From: 王贇 <yun.wang@linux.alibaba.com>
To: Petr Mladek <pmladek@suse.com>
Cc: Guo Ren <guoren@kernel.org>, Steven Rostedt <rostedt@goodmis.org>,
Ingo Molnar <mingo@redhat.com>,
"James E.J. Bottomley" <James.Bottomley@hansenpartnership.com>,
Helge Deller <deller@gmx.de>,
Michael Ellerman <mpe@ellerman.id.au>,
Benjamin Herrenschmidt <benh@kernel.crashing.org>,
Paul Mackerras <paulus@samba.org>,
Paul Walmsley <paul.walmsley@sifive.com>,
Palmer Dabbelt <palmer@dabbelt.com>,
Albert Ou <aou@eecs.berkeley.edu>,
Thomas Gleixner <tglx@linutronix.de>,
Borislav Petkov <bp@alien8.de>,
x86@kernel.org, "H. Peter Anvin" <hpa@zytor.com>,
Josh Poimboeuf <jpoimboe@redhat.com>,
Jiri Kosina <jikos@kernel.org>, Miroslav Benes <mbenes@suse.cz>,
Joe Lawrence <joe.lawrence@redhat.com>,
Colin Ian King <colin.king@canonical.com>,
Masami Hiramatsu <mhiramat@kernel.org>,
"Peter Zijlstra (Intel)" <peterz@infradead.org>,
Nicholas Piggin <npiggin@gmail.com>,
Jisheng Zhang <jszhang@kernel.org>,
linux-csky@vger.kernel.org, linux-kernel@vger.kernel.org,
linux-parisc@vger.kernel.org, linuxppc-dev@lists.ozlabs.org,
linux-riscv@lists.infradead.org, live-patching@vger.kernel.org
Subject: Re: [PATCH v3 1/2] ftrace: disable preemption between ftrace_test_recursion_trylock/unlock()
Date: Fri, 15 Oct 2021 17:12:26 +0800 [thread overview]
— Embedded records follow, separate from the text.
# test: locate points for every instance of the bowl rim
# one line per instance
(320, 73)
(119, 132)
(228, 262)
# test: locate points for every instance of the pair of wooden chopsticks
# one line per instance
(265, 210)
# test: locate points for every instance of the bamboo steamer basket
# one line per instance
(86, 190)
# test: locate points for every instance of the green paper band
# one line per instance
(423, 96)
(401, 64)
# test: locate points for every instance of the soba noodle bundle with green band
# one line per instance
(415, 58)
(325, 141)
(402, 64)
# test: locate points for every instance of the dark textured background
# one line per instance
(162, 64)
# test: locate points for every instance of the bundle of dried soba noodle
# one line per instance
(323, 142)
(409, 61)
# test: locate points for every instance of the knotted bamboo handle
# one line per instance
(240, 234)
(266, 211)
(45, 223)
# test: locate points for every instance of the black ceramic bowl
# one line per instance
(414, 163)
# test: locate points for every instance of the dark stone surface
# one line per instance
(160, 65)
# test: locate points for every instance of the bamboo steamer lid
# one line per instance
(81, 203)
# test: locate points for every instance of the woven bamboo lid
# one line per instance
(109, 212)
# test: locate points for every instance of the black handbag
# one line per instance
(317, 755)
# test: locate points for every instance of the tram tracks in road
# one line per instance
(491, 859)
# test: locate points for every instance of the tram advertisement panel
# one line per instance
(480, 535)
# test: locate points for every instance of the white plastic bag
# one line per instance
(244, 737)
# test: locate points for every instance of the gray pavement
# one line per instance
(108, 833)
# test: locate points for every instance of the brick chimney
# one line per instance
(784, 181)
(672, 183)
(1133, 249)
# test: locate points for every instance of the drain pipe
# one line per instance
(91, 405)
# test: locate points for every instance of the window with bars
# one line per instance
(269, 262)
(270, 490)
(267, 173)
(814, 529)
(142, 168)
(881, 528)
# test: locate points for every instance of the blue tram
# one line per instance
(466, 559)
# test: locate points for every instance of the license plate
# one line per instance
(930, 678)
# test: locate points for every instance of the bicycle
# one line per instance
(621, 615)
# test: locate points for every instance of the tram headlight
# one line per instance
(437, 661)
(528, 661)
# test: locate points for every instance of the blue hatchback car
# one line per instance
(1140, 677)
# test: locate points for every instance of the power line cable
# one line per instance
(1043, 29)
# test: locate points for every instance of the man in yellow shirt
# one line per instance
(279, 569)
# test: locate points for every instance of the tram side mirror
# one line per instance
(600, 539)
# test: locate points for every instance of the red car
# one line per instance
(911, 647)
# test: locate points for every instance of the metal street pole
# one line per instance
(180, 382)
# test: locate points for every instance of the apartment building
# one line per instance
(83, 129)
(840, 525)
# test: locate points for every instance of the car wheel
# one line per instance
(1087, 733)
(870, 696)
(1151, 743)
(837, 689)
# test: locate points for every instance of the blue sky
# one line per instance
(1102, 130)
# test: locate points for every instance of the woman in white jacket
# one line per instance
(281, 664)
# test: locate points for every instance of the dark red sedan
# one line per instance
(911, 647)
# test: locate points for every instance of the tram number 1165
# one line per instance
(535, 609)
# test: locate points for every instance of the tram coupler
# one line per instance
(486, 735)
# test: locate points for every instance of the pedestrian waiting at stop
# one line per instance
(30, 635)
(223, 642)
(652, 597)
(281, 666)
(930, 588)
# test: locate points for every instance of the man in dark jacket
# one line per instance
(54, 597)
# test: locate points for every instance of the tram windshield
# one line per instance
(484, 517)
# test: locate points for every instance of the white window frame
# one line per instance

Message-ID: <3c87e825-e907-cba0-e95f-28878356fc71@linux.alibaba.com> (raw)
In-Reply-To: <YWktujP6DcMnRIXT@alley>
On 2021/10/15 下午3:28, Petr Mladek wrote:
> On Fri 2021-10-15 11:13:08, 王贇 wrote:
>>
>>
>> On 2021/10/14 下午11:14, Petr Mladek wrote:
>> [snip]
>>>> - return trace_test_and_set_recursion(ip, parent_ip, TRACE_FTRACE_START, TRACE_FTRACE_MAX);
>>>> + int bit;
>>>> +
>>>> + bit = trace_test_and_set_recursion(ip, parent_ip, TRACE_FTRACE_START, TRACE_FTRACE_MAX);
>>>> + /*
>>>> + * The zero bit indicate we are nested
>>>> + * in another trylock(), which means the
>>>> + * preemption already disabled.
>>>> + */
>>>> + if (bit > 0)
>>>> + preempt_disable_notrace();
>>>
>>> Is this safe? The preemption is disabled only when
>>> trace_test_and_set_recursion() was called by ftrace_test_recursion_trylock().
>>>
>>> We must either always disable the preemtion when bit >= 0.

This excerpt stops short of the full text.